Motherhood: How to Carve Out 'Me Time'
As printed in My Village News October 2019
I’m embarrassed to write this but here goes. For most of 2018, the first year of my daughter’s life, I didn’t brush my teeth in the mornings. Meaning I went a full 24 hours each day for about 365 of the damn things only cleaning my teeth once. It was the first small and continued way I unconsciously neglected myself as I let her life seep into mine.
For a first world problem oral hygiene is significant and for me it was the canary in the coal mine. I had come to believe all my needs were secondary to hers, and this unbalanced mindset snowballed into a lot of accidentally self-destructive ways. Parenting is sacrifice, it is selfless but I now know it should not be self-neglecting.
Seeing this damage doesn’t undo it though, and when toddler days become a busy flurry I find it difficult not to sweat the small stuff and get caught up in the minutiae, especially as a control freak. And that’s where I’ve been going wrong. Vulnerability researcher Brené Brown says parents should embrace making mistakes,
“Imperfect parenting moments turn into gifts as our children watch us try to figure out what went wrong and how we can do better next time. The mandate is not to be perfect and raise happy children… I've found what makes children happy doesn't always prepare them to be courageous, engaged adults.”
So then, where do our wedges of “me time” sit amongst our childrens’ growing lists of commitments, valued time with a partner and the factoring in of family, friends and work?

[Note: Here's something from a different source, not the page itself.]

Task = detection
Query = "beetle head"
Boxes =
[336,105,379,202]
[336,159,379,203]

Over the last few weeks I’ve been forcing myself to loosen the reins and steal myself back in pieces. It’s a bit two-steps forward, one step back but I’m making progress in rediscovering myself and listening to the quiet voice of my own needs. Like finally reading those long neglected bedside table books but in audio-form, wedging a foot rub between work meetings on my daughter’s daycare days, making smoothies in batches so at least I can get some green veggies into my diet and brushing my teeth with her in the morning as part game, part life lesson.